All three forms of plague start with the same nonspecific symptoms: sudden fever, headache, chills, and weakness. At this early stage, plague doesn’t look like anything distinctive. It resembles the flu or dozens of other infections. The visual signs that make plague recognizable develop over the following hours to days.

For bubonic plague, the timeline runs roughly like this: flu-like symptoms appear first, and within a day or two, a painful lump begins forming at the nearest lymph node. Over the next few days, that lump swells dramatically and the skin over it becomes red and taut. If the infection enters the bloodstream (progressing to septicemic plague), the skin hemorrhages and blackened extremities follow. Septicemic plague can also appear without any bubo at all, which makes it harder to recognize. Patients develop extreme weakness, abdominal pain, and signs of shock alongside the visible skin changes.

Pneumonic plague moves fastest. A cough develops within the first 24 hours, and the bloody sputum follows rapidly. The window between looking mildly ill and being critically sick is alarmingly short.

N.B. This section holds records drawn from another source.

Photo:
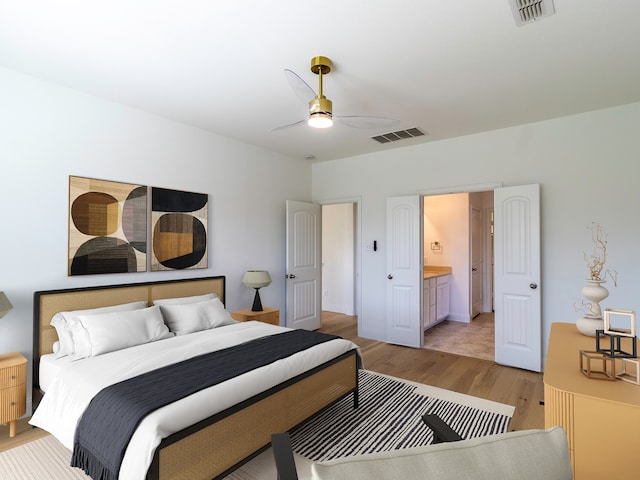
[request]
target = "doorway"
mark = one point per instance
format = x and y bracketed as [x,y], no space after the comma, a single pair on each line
[457,235]
[339,258]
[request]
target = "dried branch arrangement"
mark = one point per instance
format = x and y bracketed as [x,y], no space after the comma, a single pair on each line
[597,259]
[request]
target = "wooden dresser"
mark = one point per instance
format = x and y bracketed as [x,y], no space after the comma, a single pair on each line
[601,417]
[13,389]
[267,314]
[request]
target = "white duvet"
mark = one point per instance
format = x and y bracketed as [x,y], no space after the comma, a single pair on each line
[71,391]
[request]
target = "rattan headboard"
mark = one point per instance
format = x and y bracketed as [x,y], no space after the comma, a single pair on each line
[47,303]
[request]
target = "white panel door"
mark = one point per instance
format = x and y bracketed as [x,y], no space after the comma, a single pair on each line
[518,326]
[304,272]
[404,271]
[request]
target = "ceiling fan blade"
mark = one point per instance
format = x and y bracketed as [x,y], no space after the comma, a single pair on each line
[283,127]
[359,121]
[301,88]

Why the Tissue Turns Black

The blackening and tissue destruction in plague isn’t caused by the bacteria directly killing skin cells. Instead, Y. pestis produces a surface protein that activates an enzyme in the blood called plasmin. Plasmin dissolves the fibrin clots that normally help seal off infections and maintain tissue barriers. At the same time, in septicemic plague, the body’s clotting system goes into overdrive, forming tiny clots throughout the bloodstream. This paradox, simultaneous clotting and bleeding, is what causes the combination of gangrene in the extremities (from blocked capillaries) and hemorrhaging under the skin (from depleted clotting factors).

Conditions That Look Similar

The swollen lymph nodes of bubonic plague can be confused with several other conditions. Tularemia (rabbit fever), cat-scratch fever, and bacterial infections caused by staph or strep can all produce swollen, painful lymph nodes in similar locations. An incarcerated hernia or even acute appendicitis can mimic a groin bubo. The key differences are context and speed. Plague buboes tend to appear suddenly, grow rapidly, and are accompanied by high fever and severe illness. In areas where plague is rare, doctors may not suspect it immediately, which is why laboratory confirmation through cultures or specific antigen tests is essential for diagnosis.

The skin blackening of septicemic plague can also resemble other causes of gangrene or severe bloodstream infections. Meningococcemia, for instance, produces similar-looking skin hemorrhages. The combination of buboes, gangrene, and rapid deterioration together is what makes plague distinctive, but any single symptom in isolation can overlap with other serious infections.